La SASU ACTION LOGEMENT SERVICES s’est portée caution solidaire de Monsieur, [F], [V] pour les engagements pris au titre du bail du 3 janvier 2022.
Le 23 novembre 2023, la SASU ACTION LOGEMENT SERVICES a fait signifier à Monsieur, [F], [V] un commandement de payer les loyers et charges impayés visant la clause résolutoire. La SASU ACTION LOGEMENT SERVICES a saisi la commission de coordination des actions de prévention des expulsions locatives par la voie électronique le 23 octobre 2023.

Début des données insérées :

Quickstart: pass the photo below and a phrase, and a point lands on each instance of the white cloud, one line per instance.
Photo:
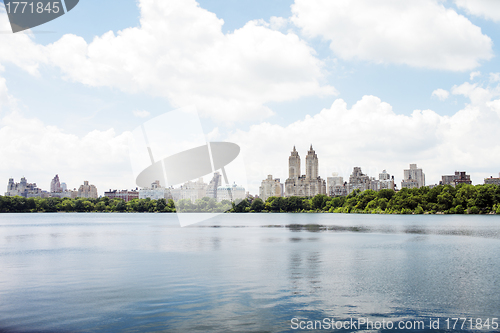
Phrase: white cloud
(371, 135)
(179, 52)
(477, 94)
(38, 151)
(494, 77)
(141, 113)
(416, 33)
(489, 9)
(441, 94)
(474, 74)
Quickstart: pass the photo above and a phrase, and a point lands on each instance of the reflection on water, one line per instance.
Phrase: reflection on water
(242, 272)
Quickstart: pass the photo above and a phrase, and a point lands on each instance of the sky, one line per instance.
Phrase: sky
(375, 84)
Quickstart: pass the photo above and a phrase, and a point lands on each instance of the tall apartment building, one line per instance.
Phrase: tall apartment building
(232, 193)
(413, 177)
(216, 181)
(23, 189)
(307, 185)
(358, 181)
(460, 177)
(87, 191)
(55, 185)
(190, 190)
(123, 194)
(270, 188)
(155, 192)
(491, 180)
(335, 186)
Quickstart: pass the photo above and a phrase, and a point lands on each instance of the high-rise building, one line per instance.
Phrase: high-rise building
(155, 192)
(386, 181)
(491, 180)
(55, 185)
(460, 177)
(413, 177)
(358, 181)
(211, 191)
(24, 189)
(123, 194)
(335, 186)
(270, 188)
(294, 165)
(307, 185)
(232, 193)
(190, 190)
(87, 191)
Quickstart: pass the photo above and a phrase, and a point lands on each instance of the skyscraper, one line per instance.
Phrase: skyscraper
(413, 177)
(307, 185)
(55, 185)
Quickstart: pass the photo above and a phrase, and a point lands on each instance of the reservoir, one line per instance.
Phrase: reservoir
(245, 272)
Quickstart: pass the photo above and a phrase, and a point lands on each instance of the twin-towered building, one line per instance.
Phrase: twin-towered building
(311, 184)
(307, 185)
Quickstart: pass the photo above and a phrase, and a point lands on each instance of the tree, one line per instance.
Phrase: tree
(257, 205)
(319, 201)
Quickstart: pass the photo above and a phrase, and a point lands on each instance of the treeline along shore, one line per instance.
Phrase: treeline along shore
(462, 199)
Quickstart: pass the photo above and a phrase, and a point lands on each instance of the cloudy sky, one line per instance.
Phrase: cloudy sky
(376, 84)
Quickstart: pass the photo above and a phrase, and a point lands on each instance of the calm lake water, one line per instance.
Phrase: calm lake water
(235, 273)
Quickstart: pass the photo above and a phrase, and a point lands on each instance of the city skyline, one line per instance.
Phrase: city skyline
(268, 74)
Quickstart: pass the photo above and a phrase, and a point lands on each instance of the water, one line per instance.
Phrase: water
(243, 272)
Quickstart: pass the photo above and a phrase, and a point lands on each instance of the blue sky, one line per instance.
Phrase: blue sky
(260, 79)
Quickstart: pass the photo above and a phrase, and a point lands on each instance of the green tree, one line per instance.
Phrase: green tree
(257, 205)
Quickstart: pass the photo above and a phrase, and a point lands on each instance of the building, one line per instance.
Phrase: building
(359, 181)
(123, 194)
(491, 180)
(55, 185)
(190, 190)
(155, 192)
(232, 193)
(460, 177)
(211, 191)
(24, 189)
(87, 191)
(413, 177)
(307, 185)
(270, 188)
(386, 181)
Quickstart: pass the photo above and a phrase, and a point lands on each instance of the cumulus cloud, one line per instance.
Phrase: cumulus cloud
(416, 33)
(474, 74)
(371, 135)
(494, 77)
(179, 52)
(488, 9)
(141, 113)
(38, 151)
(441, 94)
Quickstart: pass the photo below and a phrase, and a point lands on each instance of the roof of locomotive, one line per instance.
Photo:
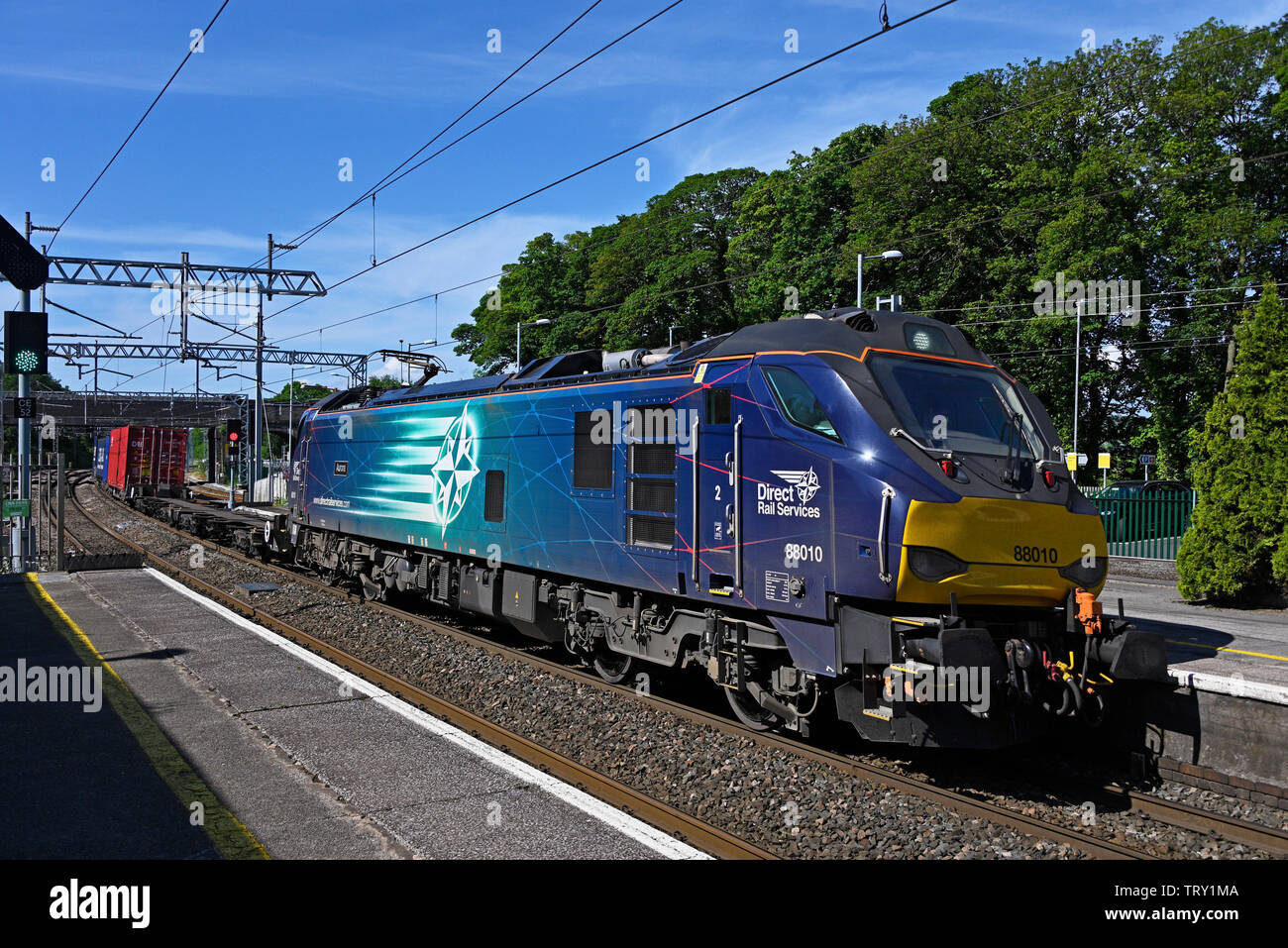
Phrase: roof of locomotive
(828, 331)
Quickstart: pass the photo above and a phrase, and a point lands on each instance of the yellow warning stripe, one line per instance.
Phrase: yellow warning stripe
(231, 837)
(1224, 648)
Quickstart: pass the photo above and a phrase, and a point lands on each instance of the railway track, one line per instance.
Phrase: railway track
(965, 804)
(694, 831)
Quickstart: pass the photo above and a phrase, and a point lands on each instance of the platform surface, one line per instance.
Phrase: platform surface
(1241, 646)
(76, 781)
(313, 768)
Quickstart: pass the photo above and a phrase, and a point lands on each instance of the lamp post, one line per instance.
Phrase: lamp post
(518, 339)
(885, 256)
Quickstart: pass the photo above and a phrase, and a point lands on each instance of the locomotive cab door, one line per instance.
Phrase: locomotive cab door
(713, 561)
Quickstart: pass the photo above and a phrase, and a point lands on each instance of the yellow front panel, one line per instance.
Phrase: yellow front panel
(1014, 548)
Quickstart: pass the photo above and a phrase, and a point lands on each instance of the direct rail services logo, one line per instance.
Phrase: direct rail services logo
(37, 685)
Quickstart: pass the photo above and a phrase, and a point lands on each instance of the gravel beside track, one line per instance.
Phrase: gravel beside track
(772, 796)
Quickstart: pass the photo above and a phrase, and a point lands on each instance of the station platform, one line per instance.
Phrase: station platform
(287, 755)
(1240, 652)
(1224, 727)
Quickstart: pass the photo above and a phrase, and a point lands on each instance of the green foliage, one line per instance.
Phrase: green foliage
(305, 393)
(1239, 541)
(1117, 163)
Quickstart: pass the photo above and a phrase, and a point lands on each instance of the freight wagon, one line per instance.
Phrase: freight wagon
(146, 462)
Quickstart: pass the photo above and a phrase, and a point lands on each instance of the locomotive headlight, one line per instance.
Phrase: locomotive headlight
(931, 565)
(1083, 575)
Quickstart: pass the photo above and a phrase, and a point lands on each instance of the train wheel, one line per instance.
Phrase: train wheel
(745, 706)
(612, 666)
(750, 712)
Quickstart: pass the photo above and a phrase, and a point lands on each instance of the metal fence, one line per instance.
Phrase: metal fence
(42, 545)
(1145, 527)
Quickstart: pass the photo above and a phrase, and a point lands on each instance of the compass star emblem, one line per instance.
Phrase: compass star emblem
(804, 480)
(454, 471)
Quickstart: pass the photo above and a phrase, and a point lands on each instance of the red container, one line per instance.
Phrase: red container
(143, 459)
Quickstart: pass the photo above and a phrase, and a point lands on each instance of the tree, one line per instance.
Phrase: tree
(1237, 544)
(305, 393)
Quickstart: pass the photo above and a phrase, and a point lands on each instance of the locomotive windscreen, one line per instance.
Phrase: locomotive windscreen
(954, 407)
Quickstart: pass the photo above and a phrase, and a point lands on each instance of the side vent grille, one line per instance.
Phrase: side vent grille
(862, 322)
(651, 531)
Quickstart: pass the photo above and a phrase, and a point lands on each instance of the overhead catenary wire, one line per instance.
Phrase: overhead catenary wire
(399, 172)
(192, 48)
(618, 154)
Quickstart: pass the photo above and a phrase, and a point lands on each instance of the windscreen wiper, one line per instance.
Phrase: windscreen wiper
(1012, 475)
(928, 450)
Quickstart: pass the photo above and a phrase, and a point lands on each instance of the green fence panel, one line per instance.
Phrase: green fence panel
(1145, 527)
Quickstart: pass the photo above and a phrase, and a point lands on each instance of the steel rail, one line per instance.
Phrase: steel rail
(671, 820)
(1176, 814)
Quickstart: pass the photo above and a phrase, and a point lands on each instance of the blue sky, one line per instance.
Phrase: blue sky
(249, 138)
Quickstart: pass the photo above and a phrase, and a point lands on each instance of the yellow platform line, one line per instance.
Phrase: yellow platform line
(231, 837)
(1224, 648)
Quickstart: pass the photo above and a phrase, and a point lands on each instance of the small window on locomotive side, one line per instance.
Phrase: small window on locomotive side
(591, 463)
(493, 496)
(719, 407)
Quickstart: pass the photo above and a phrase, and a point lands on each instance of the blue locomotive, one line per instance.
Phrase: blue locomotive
(848, 510)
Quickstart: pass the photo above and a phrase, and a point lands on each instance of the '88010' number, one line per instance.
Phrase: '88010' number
(1035, 554)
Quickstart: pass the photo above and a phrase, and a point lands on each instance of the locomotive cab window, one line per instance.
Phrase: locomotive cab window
(651, 476)
(957, 407)
(493, 496)
(719, 407)
(798, 403)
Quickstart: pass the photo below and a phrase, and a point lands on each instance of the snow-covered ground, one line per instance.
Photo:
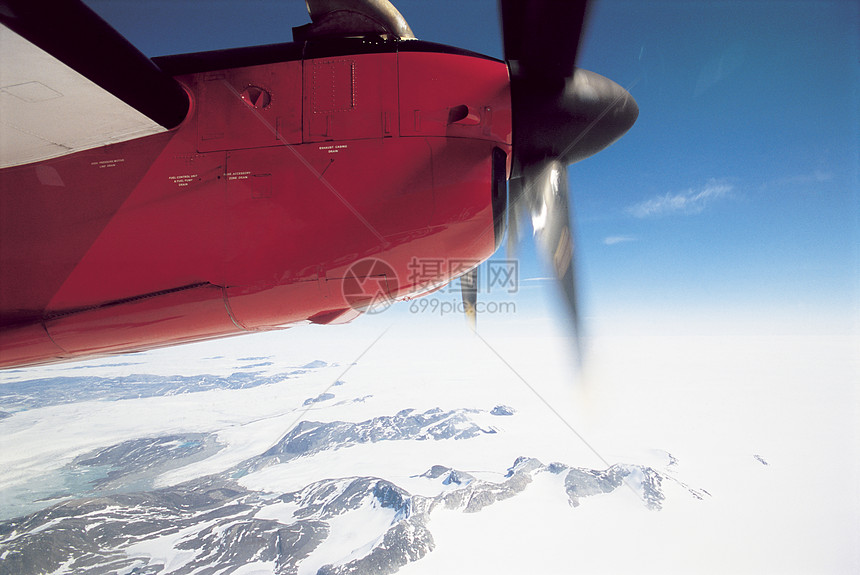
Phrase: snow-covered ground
(755, 438)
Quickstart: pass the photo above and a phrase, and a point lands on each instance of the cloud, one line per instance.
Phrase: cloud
(612, 240)
(684, 203)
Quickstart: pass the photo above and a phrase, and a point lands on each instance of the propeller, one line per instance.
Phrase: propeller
(561, 114)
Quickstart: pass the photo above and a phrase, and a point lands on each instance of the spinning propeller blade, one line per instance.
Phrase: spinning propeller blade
(561, 114)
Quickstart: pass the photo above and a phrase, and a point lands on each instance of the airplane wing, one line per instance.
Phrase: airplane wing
(70, 82)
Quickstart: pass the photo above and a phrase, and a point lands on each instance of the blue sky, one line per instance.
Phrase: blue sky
(735, 196)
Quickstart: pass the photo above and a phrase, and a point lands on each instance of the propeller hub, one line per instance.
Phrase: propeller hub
(572, 121)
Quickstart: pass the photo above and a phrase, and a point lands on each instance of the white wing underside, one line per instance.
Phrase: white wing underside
(47, 109)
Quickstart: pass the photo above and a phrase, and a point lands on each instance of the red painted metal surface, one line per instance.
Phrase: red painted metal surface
(249, 215)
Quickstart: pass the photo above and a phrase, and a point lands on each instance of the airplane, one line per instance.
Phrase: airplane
(153, 202)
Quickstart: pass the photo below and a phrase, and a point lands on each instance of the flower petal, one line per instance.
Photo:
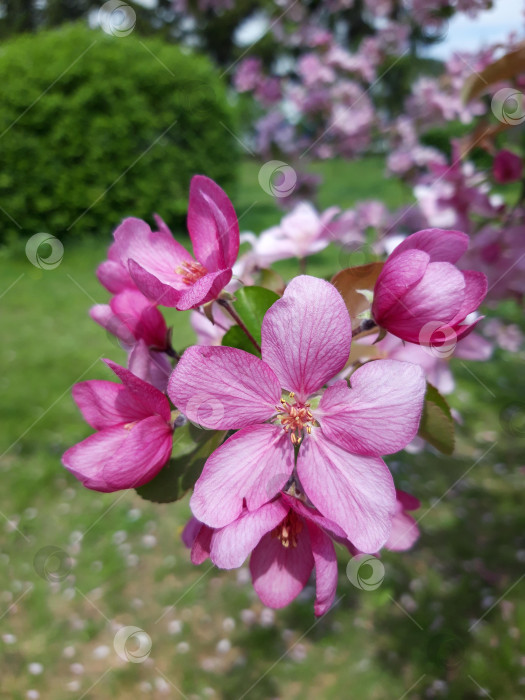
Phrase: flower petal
(142, 317)
(151, 366)
(437, 298)
(205, 289)
(151, 399)
(106, 404)
(146, 449)
(254, 464)
(355, 492)
(380, 414)
(398, 276)
(223, 388)
(280, 573)
(233, 544)
(306, 335)
(475, 291)
(159, 292)
(212, 224)
(119, 457)
(442, 245)
(325, 569)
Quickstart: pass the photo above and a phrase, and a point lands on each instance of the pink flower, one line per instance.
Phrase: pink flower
(131, 317)
(286, 540)
(134, 435)
(507, 167)
(404, 528)
(305, 342)
(150, 365)
(162, 268)
(421, 296)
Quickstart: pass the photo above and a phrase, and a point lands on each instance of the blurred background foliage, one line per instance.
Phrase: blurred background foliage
(122, 131)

Par acte d’huissier en date du 22 mars 2024, la SASU ACTION LOGEMENT SERVICES a ensuite fait assigner Monsieur, [F], [V] devant le juge des contentieux de la protection de, [Localité 2] pour obtenir, sous le bénéfice de l’exécution provisoire :
— le constat de l’acquisition de la clause résolutoire et à titre subsidiaire, la résiliation judiciaire du bail,
— son expulsion et celle de tout occupant de son chef, au besoin avec l’assistance d’un serrurier et de la force publique,
— sa condamnation au paiement de la somme de 3.102 euros, représentant les loyers et charges impayés, avec les intérêts au taux légal à compter du 23 novembre 2023 sur la somme de 996 euros et de l’assignation pour le surplus,
— sa condamnation au paiement d’une indemnité d’occupation mensuelle d’un montant égal au loyer et à la provision sur charge actuels, à compter de la résiliation et jusqu’à la libération des lieux, avec paiement au profit de la SASU ACTION LOGEMENT SERVICES dès lors que ces paiements seront justifiés par une quittance subrogative,
— sa condamnation au paiement d’une somme de 800 euros au titre de l’article 700 du code de procédure civile et des dépens, qui comprendront le coût du commandement de payer.
Une copie de l’assignation a été notifiée à la préfecture de Haute-Garonne par la voie électronique le 25 mars 2024.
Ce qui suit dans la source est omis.